ジャンプの三大原則「友情」「努力」「勝利」の「努力」「勝利」について、この巻では深く考えさせられた。
というのも、第165Qで氷室が火神との「才能の違い」を見せつけられたからだ。
黒子や青峰に「キセキの世代と遜色のないプレイ」と言わせる氷室。けれど青峰が言ったように、氷室はキセキの世代のように”天賦の才能”を持っているわけではなかった。
自分自身でも「自分に生まれ持った才能はない」と自覚しつつプレイしてきたが、弟分である火神が才能を持つ者とわかりコンプレックスを抱いてきた氷室。”自分は兄貴として勝ち続けなければならない”という気持ちがあったのだろう、”弟に負けることは許されない”と思っていたのかもしれない。それ故に”兄弟であることをやめる”という考えを持つようになったのだろうか。

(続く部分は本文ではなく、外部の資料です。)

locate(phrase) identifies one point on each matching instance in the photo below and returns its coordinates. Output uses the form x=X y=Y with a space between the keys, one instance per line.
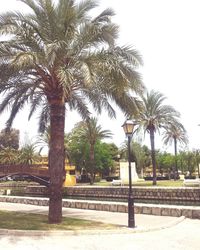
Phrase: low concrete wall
x=159 y=195
x=163 y=210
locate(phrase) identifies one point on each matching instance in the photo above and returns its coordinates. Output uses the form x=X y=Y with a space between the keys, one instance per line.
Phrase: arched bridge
x=36 y=172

努力し続けて自分のプレイスタイルを確立した氷室は、陽泉において自分の役割とは何か考えチームを勝利へ導くために力を尽くすが、結局、火神のいる誠凛に負けてしまう。
誠凛VS陽泉を読み終わってみると、結局才能がすべてなのだろうかと思えてくる。
天賦の才能を持つ火神と、才能はないが努力し続けてきた氷室。どれだけ頑張ってきたかは彼のフォームの美しさやフェイクの秀逸さから窺える。けれど、才能を持つ火神は試合中にどんどん進化し続け、氷室を圧倒する。

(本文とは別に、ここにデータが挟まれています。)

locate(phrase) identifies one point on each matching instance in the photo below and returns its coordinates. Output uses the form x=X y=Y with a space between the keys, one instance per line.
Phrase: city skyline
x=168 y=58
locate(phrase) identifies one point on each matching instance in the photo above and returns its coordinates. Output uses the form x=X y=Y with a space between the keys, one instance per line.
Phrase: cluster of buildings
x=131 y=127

才能の差を見せつけられること、自分にはないものを弟分である火神が持っているというコンプレックス、どれだけ努力しても火神に勝つことはできないという思い、氷室の胸には多くの感情が渦巻いたことだと思う。
私自身が、氷室と似たような経験をしたことがあることも、彼に感情移入した理由の一つかもしれない。
才能があるかないか。それはとても大きい。
才能がない。だから自分はどんなに頑張っても、努力しても勝利をつかむことなどできない。そう思うと嫉妬し、卑屈になるときもある。

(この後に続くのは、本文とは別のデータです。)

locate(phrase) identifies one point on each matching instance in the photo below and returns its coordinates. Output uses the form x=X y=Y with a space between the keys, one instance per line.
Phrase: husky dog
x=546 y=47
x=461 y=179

けれどここで氷室を救ってくれたのが、最後の原則「友情」だった。
バスケは一人でプレイするものじゃない。仲間同士で助け合い行うもの。紫原に一喝した後、本気でプレイすることを決意した紫原、岡村、福井、劉とともに、火神に勝つためではなく誠凛に勝つため、陽泉を勝利に導くために全力を尽くしたプレイをする氷室。
才能の違いは大きいかもしれない。けれどそれだけがすべてではないし、努力は人を裏切らないとも思う。努力をしても結果が得られないと感じるのならもっとたくさんの努力をすればいい。そう思う。
今回のVS誠凛では陽泉は惜しくも負けてしまったが、次はどうなるかわからない。
誠凛に勝ってほしいと思いつつも、次は陽泉に勝ってほしいとも思う。全力で戦って勝利を得られたそのときこそ、氷室が努力がし続けてよかったと思える瞬間になるだろう。